Date of Award

2018

Document Type

Open Access Dissertation

Department

Epidemiology and Biostatistics

Sub-Department

The Norman J. Arnold School of Public Health

First Advisor

Angela Liese

Abstract

Background: Obesity is a big public health concern in the US. Previous studies examined its association with food shopping practices measured by distance to the food store, shopping frequency, and type of store selected. However, not much is known about the actual food acquisition and shopping habits integrating multi-dimensional aspects. The purpose of this study was to identify distinct food acquisition and shopping patterns in populations primarily residing in food deserts in South Carolina (SC) and a general population in the US and characterize these patterns with respect to socioeconomic status (SES), nutritional knowledge, and perceptions and store selection reasons, and then examine the association between the identified patterns with body mass index (BMI).
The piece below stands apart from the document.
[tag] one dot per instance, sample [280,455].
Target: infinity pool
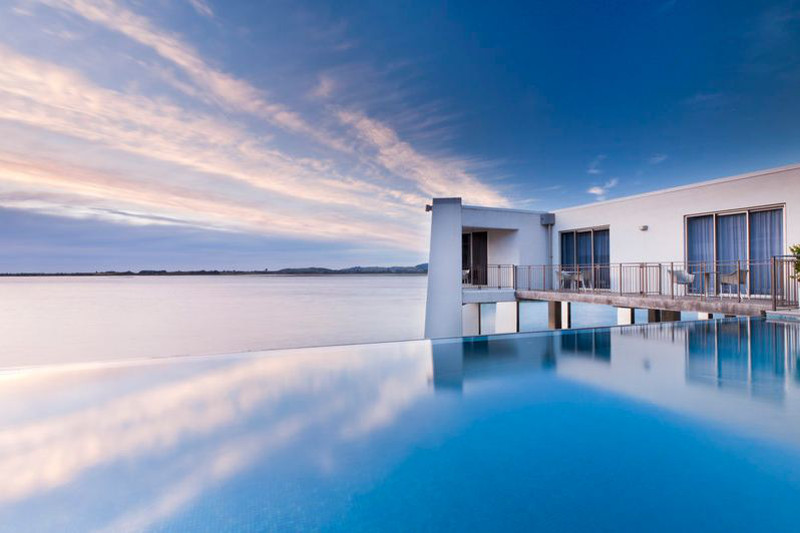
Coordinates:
[664,427]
Methods: Two datasets were employed, including a sample of 522 participants from two SC counties and 4826 households from a national representative survey. Food acquisition and shopping habits measures including travel distances between residential location and each of the used stores, shopping frequency, store type, transportation, and utilization of community food resources, such as food banks or pantries and church or social services were used. Latent class analysis was employed to explore the acquisition and shopping patterns. Multivariable linear regression was used to assess the association between the identified patterns and BMI adjusting for sociodemographic information.

Results: Three classes were identified among the SC low-income population, defined by distance, frequency, transportation and community resources utilization. Among the national population, three classes among urban households and two classes among rural households (with similar attributes as two classes that identified among urban households) were identified, which were defined by distance, travel time, transportation, and farmers’ market utilization. SES factors, nutritional knowledge, perception of food environment, and store selection reasons were associated with the identified patterns. No significant associations were found between the identified patterns and BMI.

Conclusions: Different patterns were identified among general and low-income populations, and among urban and rural populations. Future interventions on increasing healthy food access and intake should take into consideration the different food acquisition and shopping patterns and factors that impact those patterns.